Former Thunder player: ‘Sooner or later someone was going to get it’

Atlanta Hawks forward Danilo Gallinari, top left, pulls down a rebound in front of Utah Jazz' Rudy Gobert (27) and Jordan Clarkson (00) in the first half of an NBA basketball game Thursday, Feb. 4, 2021, in Atlanta. (AP Photo/John Bazemore)

Danilo Gallinari was at the point of first contact when the COVID-19 dominoes began to fall.

The Atlanta Hawks forward was playing for the Oklahoma City Thunder during the 2019-20 season, and he had to spend more than four hours shut inside a locker room the night of March 11, 2020, wondering what was happening. Wondering if someone had tested positive for what at the time was being called the “novel” coronavirus.

Someone had. Fifteen minutes before tipoff, Jazz center Rudy Gobert — who thought he had a cold he could play through — became the first NBA player to test positive for the coronavirus. Four minutes after the news broke, commissioner Adam Silver put the season on pause, making the NBA the continent’s first major professional sports league to shut down. The season was finished in a bubble.

Gobert will be forever synonymous with the moment COVID-19 became a reality in America. Even some of his own teammates, for a time, blamed him for bringing the virus into their midst. But Gallinari doesn’t see it that way.

“Of course that was the first big case and stuff. But you knew it was going to happen sooner or later when you’re standing there knowing how easy it is spread out,” he said Tuesday night in an interview with The Salt Lake Tribune following the Jazz’s 110-98 victory over the Hawks.

“Sooner or later, somebody was going to get it,”

Gallinari had been closely following the spread of and the damage caused by the coronavirus for months before Gobert-gate. His native Italy had one of the largest outbreaks in the world at the time. Doctors were having to decide who lives and who dies. And the mother of one of his best friends fell victim to the disease.

Just one day before the game against the Jazz, approximately 24 hours after Gobert playfully and ultimately regrettably touched reporters’ recorders and microphones during a post-shootaround interview, Gallinari had opined that he thought NBA games should be closed to fans.

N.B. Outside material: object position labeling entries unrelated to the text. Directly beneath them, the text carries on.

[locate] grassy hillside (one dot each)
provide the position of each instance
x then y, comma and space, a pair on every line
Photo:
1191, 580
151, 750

“I wasn’t predicting anything, or I wasn’t a magician,” he told ESPN. “I was just telling everybody what was going on in Italy was something very possible in the States, too.”

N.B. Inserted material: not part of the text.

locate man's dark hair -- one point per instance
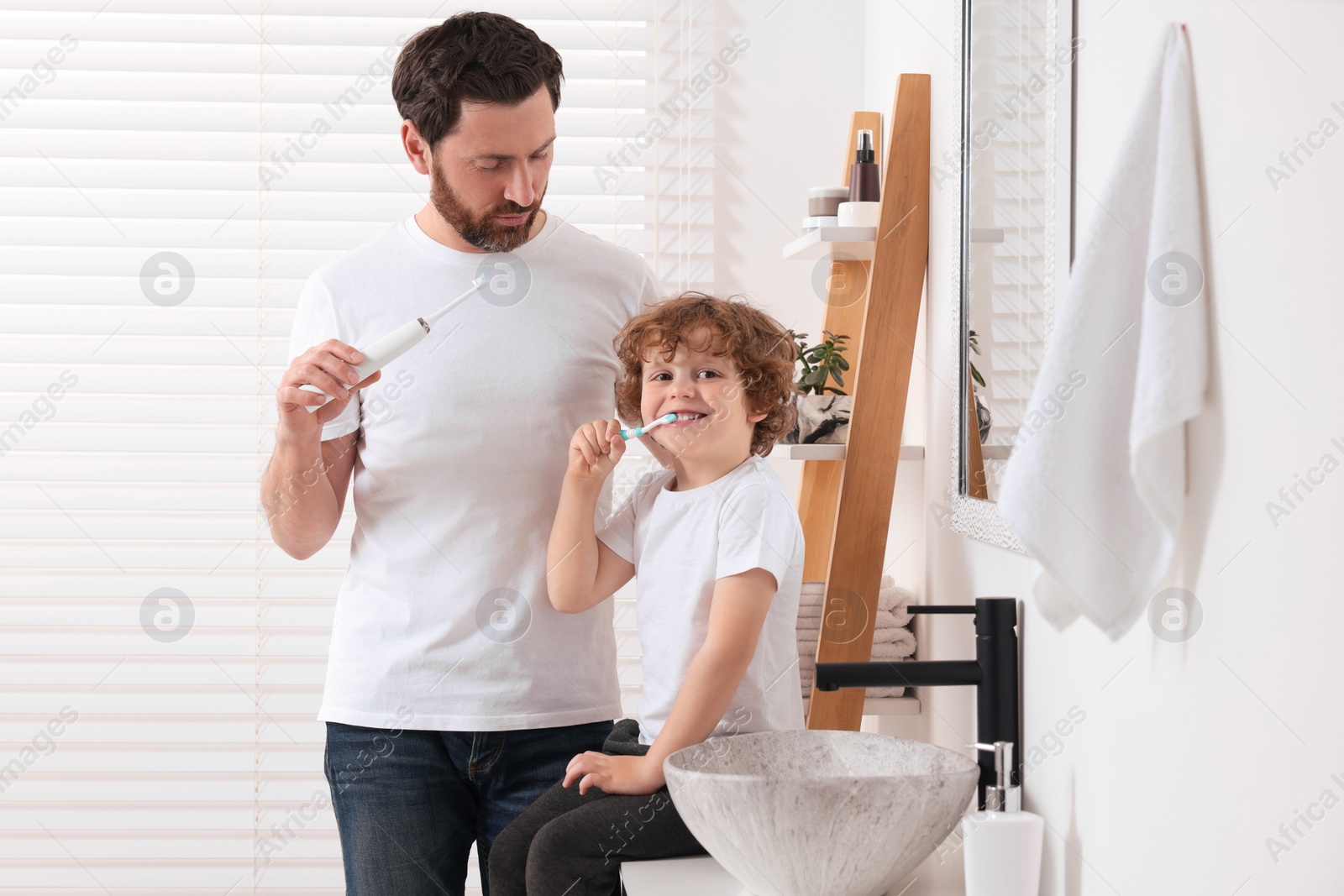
(479, 56)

So, no, he’s not putting the blame on Gobert’s broad shoulders.

Two seasons — one held in a bubble — and nearly two years have passed since then, though. Players have returned to the court. Fans have returned to arenas. But something else has returned, too: a surge in coronavirus cases due to the rise of the delta variant.

Deaths attributed to COVID-19 in Utah average in the teens and nearly one out of every five people tested is positive for the virus. Those numbers are similar to those of January, when vaccines were not widely available.

The statistics concern Gallinari, but he also maintains a sliver of optimism.

“I think it is slowly going to go back to normal,” he said.

He said he feels safe playing in the NBA, which requires players and staff to either be vaccinated or to quarantine and be tested daily. Most arenas at minimum require spectators to wear masks. At Vivint Arena, fans are required to show proof of vaccination before entering.

And even though he’s not the one they’re rooting for, and the result wasn’t what the Hawks wanted, Gallinari said he enjoyed hearing Utah’s followers cheer on Gobert and company Tuesday night.

“Utah ... is one of the best places to play basketball, I think,” he said. “The fans are amazing. It’s a basketball city.”